Why most people set goals but they don’t realize them. Why New Year resolutions last only few days or weeks? Why do some people fail to stick to their decisions and goals and later invent excuses to justify their in-actions?
New findings in neuropsychology pave the way about how our brains are wired and how we are conditioned. Many resolutions fail right from the goal setting part. Most of goals fail because we set them consciously but goals are achieved more subconsciously than consciously. Since most of our behavior is automatic and habitual, they are operated through a subconscious process of conditioned responses. If there is a contradiction between the conscious choice of resolutions and the subconscious ways of believing and achieving goals, often we do not materialize any of our resolutions and soon we forget that we have even set them.
Our brain works in a protective manner resisting change and naturally, it is easier to escape responsibilities rather than to take full responsibility for change and progress. Our brain knows that most of the goal realization process involves lifestyle change, habit change, thinking change, intense discipline, delayed gratification and doing the extra mile etc. Since our brain is wired to avoid pain and embrace pleasure and rewards, it chooses to embrace the comfort zone rather than the growth zone.
In addition, if the fear of failure is strong in the subconscious mind of a goal setter, he will procrastinate action and make up excuses to avoid further action.
Our resolutions and goals are often conceived in the intellectual mind and we neglect most of heart’s desires. We often settle for what we get rather than what we want. Our heartfelt decisions are stronger because of the emotional connection it has; we tend to achieve anything we strongly feel or deserve, than what we desire.
Moreover many people think that making resolutions and setting goals as a one-time event, but in reality it is an ongoing process of rewiring the brain by adapting empowering beliefs over disempowering beliefs. We need to constantly strengthen and grow ourselves to achieve our goals. We need to make powerful emotional resolutions that will wire our brain with enough commitment to pursue and achieve our goals.

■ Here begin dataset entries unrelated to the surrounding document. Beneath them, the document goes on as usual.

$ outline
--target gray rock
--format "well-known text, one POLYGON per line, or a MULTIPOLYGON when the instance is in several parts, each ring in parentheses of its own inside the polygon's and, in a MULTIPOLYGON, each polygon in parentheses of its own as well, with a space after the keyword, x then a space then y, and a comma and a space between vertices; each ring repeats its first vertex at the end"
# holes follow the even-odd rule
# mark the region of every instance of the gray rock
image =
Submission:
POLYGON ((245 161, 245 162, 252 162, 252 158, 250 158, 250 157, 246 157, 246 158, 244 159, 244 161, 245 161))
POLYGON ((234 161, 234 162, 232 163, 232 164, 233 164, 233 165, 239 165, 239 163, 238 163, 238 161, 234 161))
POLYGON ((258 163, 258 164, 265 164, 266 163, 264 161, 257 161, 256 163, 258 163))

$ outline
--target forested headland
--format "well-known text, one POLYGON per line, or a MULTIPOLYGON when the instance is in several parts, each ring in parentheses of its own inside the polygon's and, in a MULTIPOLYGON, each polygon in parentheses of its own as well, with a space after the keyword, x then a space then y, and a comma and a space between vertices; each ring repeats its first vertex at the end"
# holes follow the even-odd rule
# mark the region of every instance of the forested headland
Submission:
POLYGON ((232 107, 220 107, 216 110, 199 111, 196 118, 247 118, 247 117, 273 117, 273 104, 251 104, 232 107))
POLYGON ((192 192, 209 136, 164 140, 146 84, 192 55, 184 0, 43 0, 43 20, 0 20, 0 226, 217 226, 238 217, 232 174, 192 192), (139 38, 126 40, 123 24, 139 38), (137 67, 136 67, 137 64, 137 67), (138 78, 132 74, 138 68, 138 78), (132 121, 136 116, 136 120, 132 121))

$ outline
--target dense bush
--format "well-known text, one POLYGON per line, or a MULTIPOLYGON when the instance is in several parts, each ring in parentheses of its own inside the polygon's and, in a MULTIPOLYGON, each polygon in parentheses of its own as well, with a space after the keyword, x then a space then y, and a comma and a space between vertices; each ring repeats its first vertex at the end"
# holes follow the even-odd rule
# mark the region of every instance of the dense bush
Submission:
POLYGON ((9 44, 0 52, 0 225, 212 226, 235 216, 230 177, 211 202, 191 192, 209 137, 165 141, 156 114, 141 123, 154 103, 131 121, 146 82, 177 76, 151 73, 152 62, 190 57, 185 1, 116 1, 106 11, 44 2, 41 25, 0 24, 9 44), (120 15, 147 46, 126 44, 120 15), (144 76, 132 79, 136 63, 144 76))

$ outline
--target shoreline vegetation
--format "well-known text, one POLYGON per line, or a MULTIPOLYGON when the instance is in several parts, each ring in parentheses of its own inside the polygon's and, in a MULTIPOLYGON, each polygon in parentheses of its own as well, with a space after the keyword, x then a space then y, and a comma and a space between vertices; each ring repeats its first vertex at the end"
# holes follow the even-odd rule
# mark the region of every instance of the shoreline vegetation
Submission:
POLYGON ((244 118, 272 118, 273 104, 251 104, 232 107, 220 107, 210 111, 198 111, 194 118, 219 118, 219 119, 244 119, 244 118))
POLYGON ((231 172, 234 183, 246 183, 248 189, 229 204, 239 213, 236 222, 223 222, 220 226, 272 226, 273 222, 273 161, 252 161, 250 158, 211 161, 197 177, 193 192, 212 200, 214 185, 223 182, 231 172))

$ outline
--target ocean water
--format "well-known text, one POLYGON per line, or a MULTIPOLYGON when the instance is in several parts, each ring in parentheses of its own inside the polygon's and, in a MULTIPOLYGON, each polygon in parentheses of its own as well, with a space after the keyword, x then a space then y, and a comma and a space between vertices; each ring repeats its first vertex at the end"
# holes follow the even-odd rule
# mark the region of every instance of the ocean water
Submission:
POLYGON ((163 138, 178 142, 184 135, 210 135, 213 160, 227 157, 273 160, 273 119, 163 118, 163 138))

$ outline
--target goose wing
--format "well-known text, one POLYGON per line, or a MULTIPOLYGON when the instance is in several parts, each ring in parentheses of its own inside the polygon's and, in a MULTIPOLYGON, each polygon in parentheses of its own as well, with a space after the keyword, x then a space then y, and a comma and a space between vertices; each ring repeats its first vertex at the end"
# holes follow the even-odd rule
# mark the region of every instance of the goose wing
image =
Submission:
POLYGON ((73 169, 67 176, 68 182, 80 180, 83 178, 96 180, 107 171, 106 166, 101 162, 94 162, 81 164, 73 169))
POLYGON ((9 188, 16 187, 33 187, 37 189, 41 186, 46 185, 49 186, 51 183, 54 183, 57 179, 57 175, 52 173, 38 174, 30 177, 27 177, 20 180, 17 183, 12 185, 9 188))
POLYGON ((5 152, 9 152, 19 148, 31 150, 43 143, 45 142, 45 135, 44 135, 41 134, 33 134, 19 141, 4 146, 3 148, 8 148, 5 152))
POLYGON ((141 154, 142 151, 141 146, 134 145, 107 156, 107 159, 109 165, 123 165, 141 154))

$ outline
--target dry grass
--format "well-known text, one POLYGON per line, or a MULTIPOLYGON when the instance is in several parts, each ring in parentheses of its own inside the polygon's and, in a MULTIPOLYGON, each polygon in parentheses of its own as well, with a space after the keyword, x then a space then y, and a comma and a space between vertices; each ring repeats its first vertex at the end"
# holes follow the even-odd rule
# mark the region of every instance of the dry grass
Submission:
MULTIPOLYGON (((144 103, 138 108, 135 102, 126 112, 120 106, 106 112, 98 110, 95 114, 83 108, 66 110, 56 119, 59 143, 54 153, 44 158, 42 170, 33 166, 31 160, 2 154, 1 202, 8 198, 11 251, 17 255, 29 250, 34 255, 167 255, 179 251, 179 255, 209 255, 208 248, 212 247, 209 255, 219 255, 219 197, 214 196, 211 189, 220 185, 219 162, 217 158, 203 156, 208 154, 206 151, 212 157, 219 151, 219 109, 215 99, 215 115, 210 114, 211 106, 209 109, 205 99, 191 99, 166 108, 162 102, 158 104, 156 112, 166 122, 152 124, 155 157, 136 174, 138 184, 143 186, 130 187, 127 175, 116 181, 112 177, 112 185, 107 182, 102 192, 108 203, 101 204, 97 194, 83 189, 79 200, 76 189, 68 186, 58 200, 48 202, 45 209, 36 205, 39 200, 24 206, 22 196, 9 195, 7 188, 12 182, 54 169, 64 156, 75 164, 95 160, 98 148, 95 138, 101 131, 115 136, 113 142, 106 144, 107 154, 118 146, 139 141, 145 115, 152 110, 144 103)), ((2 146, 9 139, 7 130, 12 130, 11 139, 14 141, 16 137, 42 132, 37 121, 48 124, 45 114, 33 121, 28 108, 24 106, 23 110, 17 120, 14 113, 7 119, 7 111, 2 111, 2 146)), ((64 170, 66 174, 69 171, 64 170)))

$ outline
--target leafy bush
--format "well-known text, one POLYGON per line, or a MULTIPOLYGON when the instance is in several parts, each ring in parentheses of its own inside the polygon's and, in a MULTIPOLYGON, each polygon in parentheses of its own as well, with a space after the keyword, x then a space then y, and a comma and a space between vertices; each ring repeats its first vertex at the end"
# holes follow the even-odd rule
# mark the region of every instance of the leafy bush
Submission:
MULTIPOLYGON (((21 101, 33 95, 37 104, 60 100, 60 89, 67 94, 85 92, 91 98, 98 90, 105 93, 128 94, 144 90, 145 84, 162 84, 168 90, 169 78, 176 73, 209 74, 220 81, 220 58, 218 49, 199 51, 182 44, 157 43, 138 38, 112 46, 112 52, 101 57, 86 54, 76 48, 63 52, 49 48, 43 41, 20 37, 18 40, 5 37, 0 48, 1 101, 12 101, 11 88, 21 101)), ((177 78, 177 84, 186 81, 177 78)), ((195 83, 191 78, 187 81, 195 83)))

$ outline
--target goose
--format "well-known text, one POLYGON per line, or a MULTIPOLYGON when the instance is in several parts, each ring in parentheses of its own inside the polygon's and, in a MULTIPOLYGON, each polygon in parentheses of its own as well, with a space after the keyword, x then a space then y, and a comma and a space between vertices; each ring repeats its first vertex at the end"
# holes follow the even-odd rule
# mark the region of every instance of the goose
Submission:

Most of the resolutions are weak commitments and they do not last longer. As humans, we surrender to impulses rather than to our rational decisions. We succumb to circumstances than to our choices.
Why does this happen? According to the latest brain science – subjectivity overrides rationality. We are more subjective to our experiences than the rational choices we make. Our emotions override our promises. Therefore the key to strong decision making and resolutions is to make decisions that are emotionally wired, so that nothing in this world can derail you from your decisions and plans. Consequently you will do everything purposefully when emotions are appropriately engaged in the act.
You can set inspired goals, goals that will excite you, empower you, gives you the maximum pleasure of achievement – goals that give the maximum challenge and the pleasure you get from its accomplishment. Strong resolutions are a process of involving emotions into your decision making process; they give you required fire. According to neuropsychology ‘what fires together wires together’ and it’s impact lasts longer.